In some ways, this is a dangerous passage to quote. The truth is that forgetting the past is part of our problem. As Americans we need to not only remember our past - namely, that our nation was founded on the backs of enslaved persons and the genocide of native peoples — but also to repent of it and bear fruit that befits repentance. That fruit is the dismantled racism and the end of white privilege — the fulfillment of Dr. King's dream that a person is judged not by the color of their skin but by the content of their character.
The other verse of Scripture that comes to me is this, "No man, having put his hand to the plow and looking back, is fit for the Kingdom of God" (Luke 9:62). This passage from Luke's Gospel is one of my favorite verses of Scripture. It is a verse I believe we need to hear in so many ways today. This verse was the basis of the spiritual that later become the song, "Keep Your Eyes on the Prize," a song which also alludes to the passage from Philippians quoted earlier.
Will protest lead to change in Milwaukee? And in Madison, Racine, Kenosha, Fort Atkinson, Waukesha, Delafield, Mequon, Wisconsin Dells, Prairie du Chien, Richland Center and Platteville? Only if we keep our hand to the plow and keep working at it. Protesting and the naming of ills is easy. Working to dismantle the structures and systems that brought about the need to protest is the hard part.

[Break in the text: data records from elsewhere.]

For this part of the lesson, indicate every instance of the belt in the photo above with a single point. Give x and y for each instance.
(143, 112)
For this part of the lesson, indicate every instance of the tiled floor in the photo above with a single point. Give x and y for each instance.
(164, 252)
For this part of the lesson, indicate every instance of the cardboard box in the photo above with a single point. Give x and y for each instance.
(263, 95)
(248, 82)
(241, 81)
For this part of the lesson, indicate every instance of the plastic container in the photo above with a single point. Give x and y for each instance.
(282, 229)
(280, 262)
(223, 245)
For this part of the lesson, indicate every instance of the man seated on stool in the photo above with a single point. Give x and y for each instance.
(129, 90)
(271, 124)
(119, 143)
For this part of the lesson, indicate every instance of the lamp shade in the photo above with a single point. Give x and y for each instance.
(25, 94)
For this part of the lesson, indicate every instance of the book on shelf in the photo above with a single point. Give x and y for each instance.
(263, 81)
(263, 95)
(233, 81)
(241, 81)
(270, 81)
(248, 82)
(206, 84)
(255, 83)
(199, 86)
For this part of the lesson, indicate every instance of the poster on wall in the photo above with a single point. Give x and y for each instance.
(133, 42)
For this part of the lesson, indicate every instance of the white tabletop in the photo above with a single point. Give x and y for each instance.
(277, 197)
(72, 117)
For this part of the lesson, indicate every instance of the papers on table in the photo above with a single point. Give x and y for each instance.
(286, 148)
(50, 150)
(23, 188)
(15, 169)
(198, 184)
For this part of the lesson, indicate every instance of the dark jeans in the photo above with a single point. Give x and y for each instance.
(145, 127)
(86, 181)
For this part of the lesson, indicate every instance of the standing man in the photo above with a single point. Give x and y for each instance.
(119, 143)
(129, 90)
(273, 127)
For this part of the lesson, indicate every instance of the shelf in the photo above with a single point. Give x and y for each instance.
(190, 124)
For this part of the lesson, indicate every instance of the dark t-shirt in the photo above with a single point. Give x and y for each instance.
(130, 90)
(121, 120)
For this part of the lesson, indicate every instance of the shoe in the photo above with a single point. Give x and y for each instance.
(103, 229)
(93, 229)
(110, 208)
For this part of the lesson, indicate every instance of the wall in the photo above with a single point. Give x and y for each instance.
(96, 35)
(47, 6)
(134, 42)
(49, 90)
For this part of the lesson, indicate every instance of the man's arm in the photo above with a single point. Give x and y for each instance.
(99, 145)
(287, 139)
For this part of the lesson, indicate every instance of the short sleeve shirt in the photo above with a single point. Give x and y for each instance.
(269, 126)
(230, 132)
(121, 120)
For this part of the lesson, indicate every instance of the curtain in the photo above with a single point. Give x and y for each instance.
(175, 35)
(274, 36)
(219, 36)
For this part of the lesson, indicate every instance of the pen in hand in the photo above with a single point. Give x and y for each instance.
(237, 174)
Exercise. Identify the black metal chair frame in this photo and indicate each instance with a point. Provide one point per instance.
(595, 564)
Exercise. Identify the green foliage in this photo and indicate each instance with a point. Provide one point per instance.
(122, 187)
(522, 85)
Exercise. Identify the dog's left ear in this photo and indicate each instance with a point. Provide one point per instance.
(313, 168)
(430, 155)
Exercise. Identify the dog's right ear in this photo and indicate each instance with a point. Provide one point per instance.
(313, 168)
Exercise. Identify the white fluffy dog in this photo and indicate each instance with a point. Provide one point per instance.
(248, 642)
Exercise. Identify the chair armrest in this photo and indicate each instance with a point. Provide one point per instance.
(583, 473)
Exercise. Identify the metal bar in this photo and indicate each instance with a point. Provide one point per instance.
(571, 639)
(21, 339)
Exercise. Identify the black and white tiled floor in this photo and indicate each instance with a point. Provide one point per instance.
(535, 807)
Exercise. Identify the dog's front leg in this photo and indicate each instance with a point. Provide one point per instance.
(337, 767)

And for those of us who have been privileged, the first step is humility. Last Sunday in our worship, we heard a beautiful rendition of the hymn "Come Down, O Love Divine." I still weep just thinking of it. Unfortunately, American hymnals have always omitted the third verse of the original hymn text. It reads,
Let holy charity mine outward vesture be
and lowliness become mine inner clothing
True lowliness of heart which takes the humbler part
and o'er its own shortcomings weeps with loathing.
I mention this because the work of being an ally in this quest has to begin with listening to and following the lead of those who have been its victims. It means being willing to hear the hard truths that our sisters and brothers whose skin color is different from ours have to tell us and believing and accepting their experience. The task for us is to let persons of color lead and pledge our help and support. I have made a commitment to sit down with African American pastors in Madison and am willing to do the same everywhere in our diocese and follow their lead in the work of dismantling racism. I support and encourage all members of our diocese, especially the ordained, to do the same.
Will protest lead to change? I pray it will, just I pray that each mass shooting or senseless act of gun violence will be the last. But remember, we need to keep our hand on the plow. "No one who puts their hand on the plow and looks back is fit for the kingdom of God."